Production Company: Netflix
Velvet Buzzsaw, a film about the upper echelons of the critics, curators and dealers in the artistic society of Las Angeles, is a brilliant piece of stylish, well-written, self-satirizing and intentionally superficial cinema.
I was absolutely captivated by the trailer before the film's release on the streaming platform - it suggested absurdity, horror, beauty and caricature performances from the art world. I wasn't disappointed.
So much of what cinema tries to do now is to over complicate a plot, bloat a story line and try to please everyone until your audience is mainstream and the film is mundane. I haven't written a blog piece about a film for a few months, so uninspired by cinema recently (my fault for missing my beloved Berlinale this winter.) However, here I am, already excited about a re-watch. That's also the great thing about watching film on a streaming service. Hit replay.

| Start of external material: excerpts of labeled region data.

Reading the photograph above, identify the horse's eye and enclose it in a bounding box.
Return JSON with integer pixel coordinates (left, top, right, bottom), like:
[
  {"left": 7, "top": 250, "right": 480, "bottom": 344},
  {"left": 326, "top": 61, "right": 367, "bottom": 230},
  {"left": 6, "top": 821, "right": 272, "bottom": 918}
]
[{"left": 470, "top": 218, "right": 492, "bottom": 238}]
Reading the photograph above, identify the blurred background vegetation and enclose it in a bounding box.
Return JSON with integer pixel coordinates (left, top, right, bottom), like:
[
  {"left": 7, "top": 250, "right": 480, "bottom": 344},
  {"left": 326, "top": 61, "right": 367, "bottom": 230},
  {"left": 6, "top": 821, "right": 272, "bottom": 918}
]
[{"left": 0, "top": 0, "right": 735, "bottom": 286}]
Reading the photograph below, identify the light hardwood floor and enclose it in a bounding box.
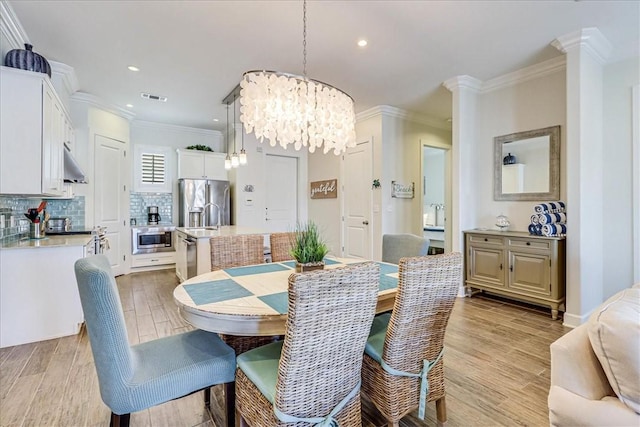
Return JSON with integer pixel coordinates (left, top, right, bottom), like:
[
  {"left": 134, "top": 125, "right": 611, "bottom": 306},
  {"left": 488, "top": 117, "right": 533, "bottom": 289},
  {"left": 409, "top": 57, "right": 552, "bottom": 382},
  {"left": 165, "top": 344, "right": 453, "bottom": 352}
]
[{"left": 0, "top": 270, "right": 568, "bottom": 427}]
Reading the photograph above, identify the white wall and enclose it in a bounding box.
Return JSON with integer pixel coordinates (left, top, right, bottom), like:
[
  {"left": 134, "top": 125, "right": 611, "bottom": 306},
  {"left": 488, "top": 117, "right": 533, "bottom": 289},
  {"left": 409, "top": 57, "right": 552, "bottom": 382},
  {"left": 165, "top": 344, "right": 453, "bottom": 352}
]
[
  {"left": 598, "top": 57, "right": 640, "bottom": 299},
  {"left": 474, "top": 70, "right": 571, "bottom": 234},
  {"left": 307, "top": 150, "right": 343, "bottom": 256}
]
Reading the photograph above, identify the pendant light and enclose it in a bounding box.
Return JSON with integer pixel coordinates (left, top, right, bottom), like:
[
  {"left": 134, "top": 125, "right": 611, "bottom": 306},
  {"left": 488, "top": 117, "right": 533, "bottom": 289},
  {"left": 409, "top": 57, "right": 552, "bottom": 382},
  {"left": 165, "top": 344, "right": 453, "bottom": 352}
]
[
  {"left": 224, "top": 104, "right": 231, "bottom": 170},
  {"left": 231, "top": 96, "right": 240, "bottom": 168},
  {"left": 240, "top": 0, "right": 356, "bottom": 155}
]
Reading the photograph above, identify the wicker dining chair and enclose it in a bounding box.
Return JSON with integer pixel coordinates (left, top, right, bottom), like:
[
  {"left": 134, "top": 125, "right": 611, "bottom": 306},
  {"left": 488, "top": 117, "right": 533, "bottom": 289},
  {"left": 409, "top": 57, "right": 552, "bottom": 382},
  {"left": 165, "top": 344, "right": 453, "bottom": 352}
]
[
  {"left": 269, "top": 232, "right": 296, "bottom": 262},
  {"left": 210, "top": 234, "right": 276, "bottom": 354},
  {"left": 362, "top": 252, "right": 462, "bottom": 426},
  {"left": 236, "top": 262, "right": 380, "bottom": 426}
]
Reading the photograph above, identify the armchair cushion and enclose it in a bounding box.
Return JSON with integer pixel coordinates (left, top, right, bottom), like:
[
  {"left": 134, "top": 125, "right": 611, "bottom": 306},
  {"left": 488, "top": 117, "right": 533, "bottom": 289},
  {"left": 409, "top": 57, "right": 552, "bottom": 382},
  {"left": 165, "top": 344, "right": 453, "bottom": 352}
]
[
  {"left": 237, "top": 341, "right": 284, "bottom": 403},
  {"left": 364, "top": 313, "right": 391, "bottom": 363},
  {"left": 589, "top": 288, "right": 640, "bottom": 414}
]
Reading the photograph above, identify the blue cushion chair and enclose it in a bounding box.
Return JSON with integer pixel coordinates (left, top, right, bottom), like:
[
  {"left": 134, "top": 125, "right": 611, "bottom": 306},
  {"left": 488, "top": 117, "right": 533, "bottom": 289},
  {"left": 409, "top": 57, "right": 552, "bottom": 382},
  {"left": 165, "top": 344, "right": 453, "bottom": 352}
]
[
  {"left": 236, "top": 262, "right": 380, "bottom": 426},
  {"left": 382, "top": 234, "right": 429, "bottom": 264},
  {"left": 362, "top": 252, "right": 462, "bottom": 426},
  {"left": 75, "top": 255, "right": 236, "bottom": 426}
]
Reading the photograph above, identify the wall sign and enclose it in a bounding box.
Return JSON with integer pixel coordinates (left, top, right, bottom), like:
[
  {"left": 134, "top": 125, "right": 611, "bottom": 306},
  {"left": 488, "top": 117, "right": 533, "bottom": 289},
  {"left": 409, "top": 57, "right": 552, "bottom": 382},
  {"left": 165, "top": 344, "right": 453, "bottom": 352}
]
[
  {"left": 391, "top": 181, "right": 415, "bottom": 199},
  {"left": 311, "top": 179, "right": 338, "bottom": 199}
]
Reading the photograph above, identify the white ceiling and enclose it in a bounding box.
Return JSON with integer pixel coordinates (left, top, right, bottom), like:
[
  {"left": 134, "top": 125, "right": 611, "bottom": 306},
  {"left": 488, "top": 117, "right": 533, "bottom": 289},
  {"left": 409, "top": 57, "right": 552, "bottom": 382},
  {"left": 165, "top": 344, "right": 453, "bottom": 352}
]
[{"left": 9, "top": 0, "right": 640, "bottom": 130}]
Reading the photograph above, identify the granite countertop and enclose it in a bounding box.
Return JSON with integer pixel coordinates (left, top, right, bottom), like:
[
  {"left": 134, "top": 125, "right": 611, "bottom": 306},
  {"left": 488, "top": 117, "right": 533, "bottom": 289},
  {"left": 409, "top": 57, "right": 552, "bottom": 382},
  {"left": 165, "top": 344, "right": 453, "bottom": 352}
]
[
  {"left": 176, "top": 225, "right": 269, "bottom": 239},
  {"left": 0, "top": 234, "right": 93, "bottom": 249}
]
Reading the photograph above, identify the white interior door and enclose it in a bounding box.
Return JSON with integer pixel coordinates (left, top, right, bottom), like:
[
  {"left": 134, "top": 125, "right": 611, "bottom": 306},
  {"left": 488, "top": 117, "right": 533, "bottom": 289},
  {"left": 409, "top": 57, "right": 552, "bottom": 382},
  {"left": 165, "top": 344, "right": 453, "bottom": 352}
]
[
  {"left": 265, "top": 154, "right": 298, "bottom": 232},
  {"left": 343, "top": 141, "right": 373, "bottom": 259},
  {"left": 93, "top": 135, "right": 130, "bottom": 276}
]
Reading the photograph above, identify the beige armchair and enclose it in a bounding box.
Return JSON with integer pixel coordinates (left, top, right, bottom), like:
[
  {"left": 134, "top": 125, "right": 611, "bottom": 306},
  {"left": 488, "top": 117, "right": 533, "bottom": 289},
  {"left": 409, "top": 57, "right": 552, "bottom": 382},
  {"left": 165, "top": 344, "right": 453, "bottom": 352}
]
[{"left": 548, "top": 285, "right": 640, "bottom": 427}]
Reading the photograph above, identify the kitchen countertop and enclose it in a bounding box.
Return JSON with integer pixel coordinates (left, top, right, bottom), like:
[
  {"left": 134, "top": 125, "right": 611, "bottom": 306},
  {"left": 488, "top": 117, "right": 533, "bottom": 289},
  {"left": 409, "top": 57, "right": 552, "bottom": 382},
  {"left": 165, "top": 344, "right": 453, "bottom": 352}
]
[
  {"left": 176, "top": 225, "right": 269, "bottom": 239},
  {"left": 0, "top": 234, "right": 93, "bottom": 249}
]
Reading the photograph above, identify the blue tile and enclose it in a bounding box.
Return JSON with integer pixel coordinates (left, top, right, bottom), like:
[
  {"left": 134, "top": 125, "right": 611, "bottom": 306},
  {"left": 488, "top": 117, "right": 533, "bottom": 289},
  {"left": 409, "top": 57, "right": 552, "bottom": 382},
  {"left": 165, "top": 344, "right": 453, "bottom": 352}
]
[
  {"left": 379, "top": 275, "right": 398, "bottom": 291},
  {"left": 224, "top": 263, "right": 288, "bottom": 277},
  {"left": 377, "top": 262, "right": 398, "bottom": 274},
  {"left": 258, "top": 292, "right": 289, "bottom": 314},
  {"left": 184, "top": 279, "right": 253, "bottom": 305}
]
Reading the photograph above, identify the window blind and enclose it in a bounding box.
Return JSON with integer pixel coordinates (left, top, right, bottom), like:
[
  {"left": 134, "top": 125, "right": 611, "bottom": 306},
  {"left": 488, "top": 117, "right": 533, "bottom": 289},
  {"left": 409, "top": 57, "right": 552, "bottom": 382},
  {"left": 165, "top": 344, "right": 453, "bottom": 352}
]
[{"left": 141, "top": 153, "right": 165, "bottom": 184}]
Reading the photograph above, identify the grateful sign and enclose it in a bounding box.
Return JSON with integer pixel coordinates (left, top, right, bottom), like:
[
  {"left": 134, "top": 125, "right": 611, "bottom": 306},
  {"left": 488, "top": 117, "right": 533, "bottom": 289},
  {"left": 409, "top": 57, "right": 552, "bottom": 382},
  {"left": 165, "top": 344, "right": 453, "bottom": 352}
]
[{"left": 311, "top": 179, "right": 338, "bottom": 199}]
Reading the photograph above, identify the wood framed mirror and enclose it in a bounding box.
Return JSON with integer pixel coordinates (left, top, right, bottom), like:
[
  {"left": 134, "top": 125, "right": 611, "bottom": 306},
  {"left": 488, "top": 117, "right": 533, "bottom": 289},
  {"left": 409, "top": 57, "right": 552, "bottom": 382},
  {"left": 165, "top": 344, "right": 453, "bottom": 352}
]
[{"left": 493, "top": 125, "right": 560, "bottom": 201}]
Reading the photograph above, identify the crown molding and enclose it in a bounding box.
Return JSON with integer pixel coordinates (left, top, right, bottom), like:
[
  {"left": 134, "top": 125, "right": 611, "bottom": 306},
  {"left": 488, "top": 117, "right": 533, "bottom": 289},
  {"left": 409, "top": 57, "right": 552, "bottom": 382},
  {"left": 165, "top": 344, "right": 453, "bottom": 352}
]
[
  {"left": 49, "top": 61, "right": 80, "bottom": 96},
  {"left": 480, "top": 56, "right": 566, "bottom": 93},
  {"left": 0, "top": 1, "right": 29, "bottom": 49},
  {"left": 442, "top": 75, "right": 482, "bottom": 92},
  {"left": 356, "top": 105, "right": 451, "bottom": 131},
  {"left": 70, "top": 92, "right": 136, "bottom": 121},
  {"left": 131, "top": 120, "right": 222, "bottom": 137},
  {"left": 551, "top": 27, "right": 613, "bottom": 65}
]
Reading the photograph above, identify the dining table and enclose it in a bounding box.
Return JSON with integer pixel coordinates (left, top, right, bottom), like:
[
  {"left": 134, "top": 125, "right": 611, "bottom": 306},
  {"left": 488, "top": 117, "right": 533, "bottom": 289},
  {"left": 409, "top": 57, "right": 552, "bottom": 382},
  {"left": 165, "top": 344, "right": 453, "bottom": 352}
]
[{"left": 173, "top": 257, "right": 398, "bottom": 426}]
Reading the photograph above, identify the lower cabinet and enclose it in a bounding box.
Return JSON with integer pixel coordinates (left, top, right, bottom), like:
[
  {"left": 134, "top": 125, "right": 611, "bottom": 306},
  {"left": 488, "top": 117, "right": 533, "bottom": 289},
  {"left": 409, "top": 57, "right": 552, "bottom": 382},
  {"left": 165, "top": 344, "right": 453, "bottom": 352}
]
[
  {"left": 464, "top": 230, "right": 566, "bottom": 319},
  {"left": 0, "top": 245, "right": 85, "bottom": 347},
  {"left": 131, "top": 252, "right": 176, "bottom": 268}
]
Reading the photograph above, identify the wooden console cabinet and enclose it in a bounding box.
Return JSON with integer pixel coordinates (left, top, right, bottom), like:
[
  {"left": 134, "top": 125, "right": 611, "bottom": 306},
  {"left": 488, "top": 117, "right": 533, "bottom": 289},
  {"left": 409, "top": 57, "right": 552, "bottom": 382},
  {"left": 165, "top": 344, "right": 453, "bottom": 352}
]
[{"left": 464, "top": 230, "right": 566, "bottom": 319}]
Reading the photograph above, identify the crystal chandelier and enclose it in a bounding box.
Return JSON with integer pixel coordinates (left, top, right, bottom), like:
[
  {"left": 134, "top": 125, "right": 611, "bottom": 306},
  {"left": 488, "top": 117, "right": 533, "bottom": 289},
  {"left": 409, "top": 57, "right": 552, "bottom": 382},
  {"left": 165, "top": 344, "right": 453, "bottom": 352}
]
[{"left": 240, "top": 0, "right": 356, "bottom": 155}]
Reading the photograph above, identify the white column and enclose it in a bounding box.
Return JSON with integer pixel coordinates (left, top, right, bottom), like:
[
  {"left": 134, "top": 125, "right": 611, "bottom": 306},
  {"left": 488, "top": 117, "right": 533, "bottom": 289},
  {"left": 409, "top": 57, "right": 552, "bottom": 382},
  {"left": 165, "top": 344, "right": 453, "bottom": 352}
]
[
  {"left": 443, "top": 76, "right": 481, "bottom": 296},
  {"left": 551, "top": 28, "right": 611, "bottom": 326}
]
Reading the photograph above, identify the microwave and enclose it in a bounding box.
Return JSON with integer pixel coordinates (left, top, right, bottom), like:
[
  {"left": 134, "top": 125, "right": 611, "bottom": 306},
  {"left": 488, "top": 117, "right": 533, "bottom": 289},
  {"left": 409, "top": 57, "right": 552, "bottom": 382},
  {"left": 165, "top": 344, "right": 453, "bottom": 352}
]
[{"left": 131, "top": 225, "right": 176, "bottom": 255}]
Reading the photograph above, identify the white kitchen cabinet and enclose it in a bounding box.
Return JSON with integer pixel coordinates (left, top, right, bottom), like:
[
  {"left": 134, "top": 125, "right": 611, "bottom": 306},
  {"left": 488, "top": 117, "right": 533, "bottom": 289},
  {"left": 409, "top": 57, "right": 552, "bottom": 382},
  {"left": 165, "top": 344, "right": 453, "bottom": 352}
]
[
  {"left": 0, "top": 244, "right": 90, "bottom": 347},
  {"left": 131, "top": 252, "right": 176, "bottom": 268},
  {"left": 173, "top": 231, "right": 187, "bottom": 283},
  {"left": 176, "top": 149, "right": 228, "bottom": 181},
  {"left": 0, "top": 67, "right": 71, "bottom": 196}
]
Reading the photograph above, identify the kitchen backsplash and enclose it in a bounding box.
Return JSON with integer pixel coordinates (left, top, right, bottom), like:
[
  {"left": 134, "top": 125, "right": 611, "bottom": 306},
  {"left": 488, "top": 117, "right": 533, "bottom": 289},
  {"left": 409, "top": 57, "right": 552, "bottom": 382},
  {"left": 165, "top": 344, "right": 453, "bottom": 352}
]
[
  {"left": 0, "top": 196, "right": 85, "bottom": 242},
  {"left": 129, "top": 192, "right": 173, "bottom": 225}
]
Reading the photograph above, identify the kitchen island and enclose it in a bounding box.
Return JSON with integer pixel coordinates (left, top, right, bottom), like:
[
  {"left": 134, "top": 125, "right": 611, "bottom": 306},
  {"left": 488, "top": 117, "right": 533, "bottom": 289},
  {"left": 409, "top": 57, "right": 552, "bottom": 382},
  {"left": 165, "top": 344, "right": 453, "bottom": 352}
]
[
  {"left": 174, "top": 225, "right": 269, "bottom": 282},
  {"left": 0, "top": 235, "right": 94, "bottom": 347}
]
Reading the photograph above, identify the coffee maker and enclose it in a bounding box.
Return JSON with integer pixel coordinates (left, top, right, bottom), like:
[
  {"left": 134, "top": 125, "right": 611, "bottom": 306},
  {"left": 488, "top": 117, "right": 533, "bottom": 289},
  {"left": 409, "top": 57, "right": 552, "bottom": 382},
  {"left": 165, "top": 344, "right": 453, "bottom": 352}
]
[{"left": 147, "top": 206, "right": 161, "bottom": 225}]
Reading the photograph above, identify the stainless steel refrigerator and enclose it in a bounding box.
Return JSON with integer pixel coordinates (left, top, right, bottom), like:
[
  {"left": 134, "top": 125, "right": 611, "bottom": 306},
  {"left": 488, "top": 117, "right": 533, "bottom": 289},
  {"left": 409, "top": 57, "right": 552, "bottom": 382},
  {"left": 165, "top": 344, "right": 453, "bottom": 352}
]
[{"left": 178, "top": 178, "right": 231, "bottom": 227}]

Netflix took a chance on Dan Gilroy's follow-up to Nightcrawer - the brilliantly grotesque, neon-seeped tale of the bottom feeders of LA. Here he turns his attention to the elite society of the very same city. The film debuted at Sundance 2019, describing itself as a horror-thriller hybrid and boasting a cast of genius character-actors led by Jake Gyllenhaal as Morf, an unapologetic art critic with ruthlessly discerning taste and the very best lines, delivered in hilarious deadpan. Rene Russo is punk princess turned art dealer to the rich, practically running the town. Toni Collette, complete with art house blonde bob, is pitch-perfect as Gretchen - a curator of the people turned sell-out art dealer. British actress Zawe Ashton is Josephina, full of delicious melancholy and carefully calculating, who longs to be part of the crowd.
It is Josephina who discovers the dead body of her neighbour on the staircase. Shaken, she learns that he was an artist who demanded that all of his paintings be destroyed when he died. Intrigued, she enters his home and is mesmirised by what she finds; dark imagery painted by an obviously unhinged mind. She knows immediately that her crowd will love it.
As these paintings begin to gain popularity, something very strange is happening to those who spend too much time around them. The thriller turns to old school horror as we are treated to a variety of scares; both creative and fascinating - one of my favourite scenes is where the art consumes the human, literally.
At times, it is true that the film struggles with it's identity, swinging from horror to comedy to melodrama - but that's what I find so interesting about it. The film is also very shallow, but it is a pastiche of a shallow world. Art for money, money for art.
I'll leave it there. As Morf states, critique is so limiting and emotionally draining. I hope you enjoy.